A man stepped out of the SUV.
He wore black like it was armor, his hair slightly too long, face like something carved out of
vengeance. Broad shoulders. Eyes like a winter storm. No warmth. No mercy.
Kael Draven.
The Alpha of the Shadowmoor pack.
And a billionaire with enough money to buy kingdoms.
He looked me over like I was nothing more than an equation he had already solved.
“I’ll take her,” he said.
The handler blinked. “No inspection?”
Kael’s jaw flexed. “Do I look like I need one?”
He handed over a thick envelope of cash, and just like that, I was sold again.
But something in the way he looked at me made my stomach turn.
Not lust. Not cruelty.
Strategy.
Like I was a weapon he’d been waiting to claim.
They didn’t even let her get dressed.
The ceremonial gown clung to Lyra’s skin, damp from tears, sweat, and the raw sting of
betrayal. The silver embroidery that once shimmered with pride now felt like mockery against
her body. Her bare feet dragged across rough stone, the hem of the dress catching on the
cracks of the dungeon floor as two guards pushed her forward like some animal headed to
slaughter.
“You should’ve kept your mouth shut, wolf-less,” one of them sneered behind her.
She said nothing. Not because she agreed—but because she was afraid that if she opened
her mouth, she’d scream until her throat bled.
The dungeon wasn’t cold.

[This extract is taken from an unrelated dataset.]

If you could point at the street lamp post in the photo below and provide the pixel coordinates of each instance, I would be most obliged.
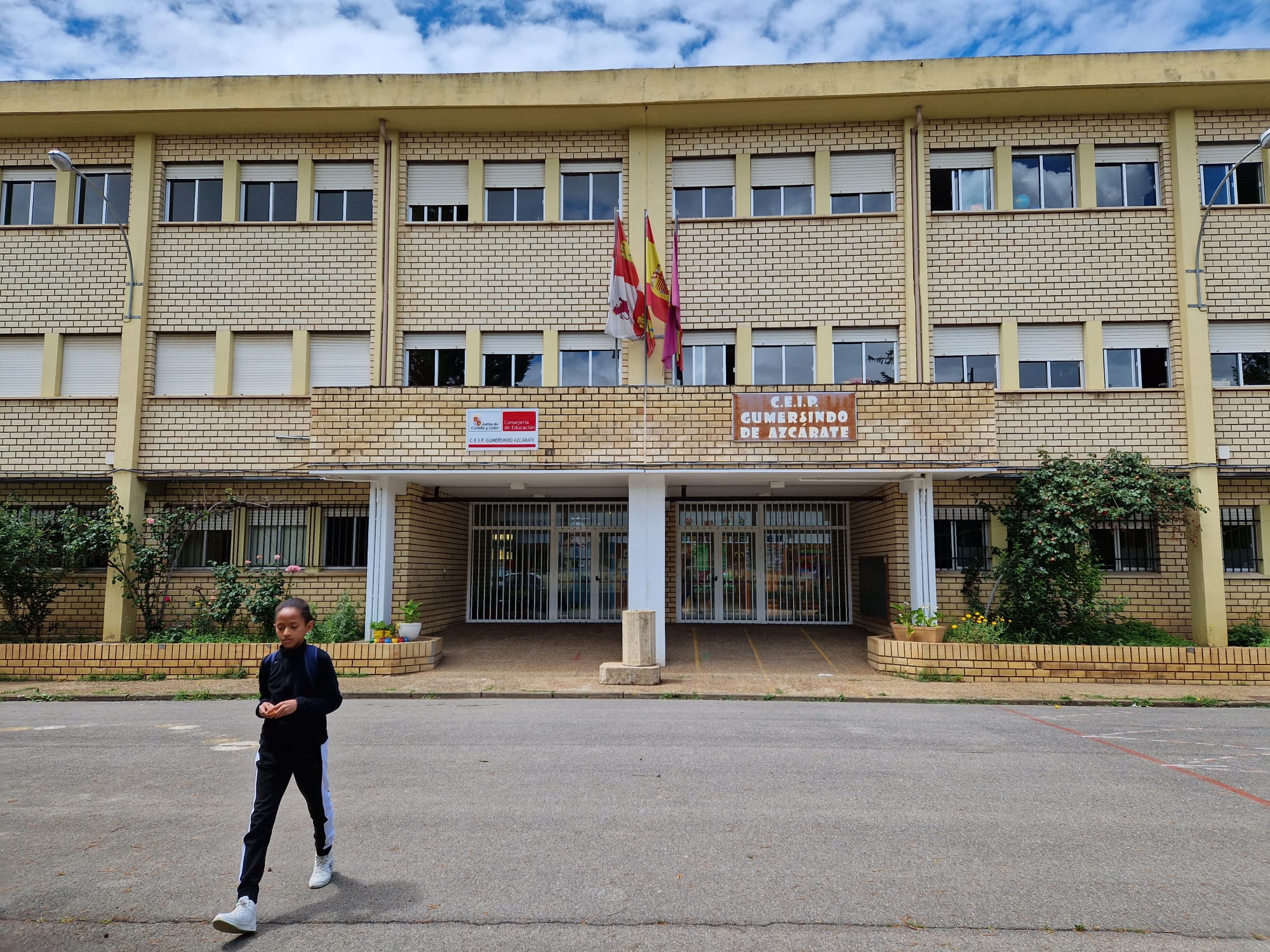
(1263, 143)
(63, 163)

It was worse—it was damp. The kind of wet that soaked into bones
and memories, into old wounds, into nightmares you didn’t know you still carried.
They locked her behind a rusted iron door with nothing but a cot and a silver chain. The silver
wasn’t necessary. Not anymore. But they wanted to make a point.
She wasn’t a person.
She was property now.
Lyra curled onto the cot, the ceremonial sash now torn and stained beneath her. Her body
ached, but it was her heart that was screaming loudest. Her twin sister’s laughter still
echoed in her ears, cruel and gleeful, the last thing she heard before being dragged from the
ceremonial hall like trash.
Melis had stood beside Ryan as if she were the chosen one. His arm around her waist, his
mark already blooming on her neck. A lie dressed in moonlight.
And Lyra had been the fool.
She didn’t remember when she fell asleep. Only that when she woke, someone was cutting
her hair.
“What the hell—?” She flinched back, heart racing.
“Orders,” the woman muttered. She was older, wolf too—if the scent of her told Lyra
anything. “No long hair. No identifying marks. You’ll be cataloged by number now.”
Lyra gritted her teeth as a chunk of her waist-length curls fell to the ground. Another strand.
And another. Each snip felt like a part of her past being cut off, piece by piece.
“You can fight, girl,” the woman said finally, lowering the scissors. “But it’ll only make it
worse. Take it from someone who’s seen too many of you come through here.”
“Through where?” Lyra whispered.
The woman looked at her, and something softened in her face. “The slave market.”
The words didn’t register at first. They felt impossible. She was the daughter of a Beta. She
had been promised. She had worn the mark of Silvermoon pride.
She wasn’t—
“You’re being auctioned tonight.”
Lyra's breath caught. “But I didn’t do anything.”
The woman stood. “You don’t need to. Not when someone powerful enough wants you gone.”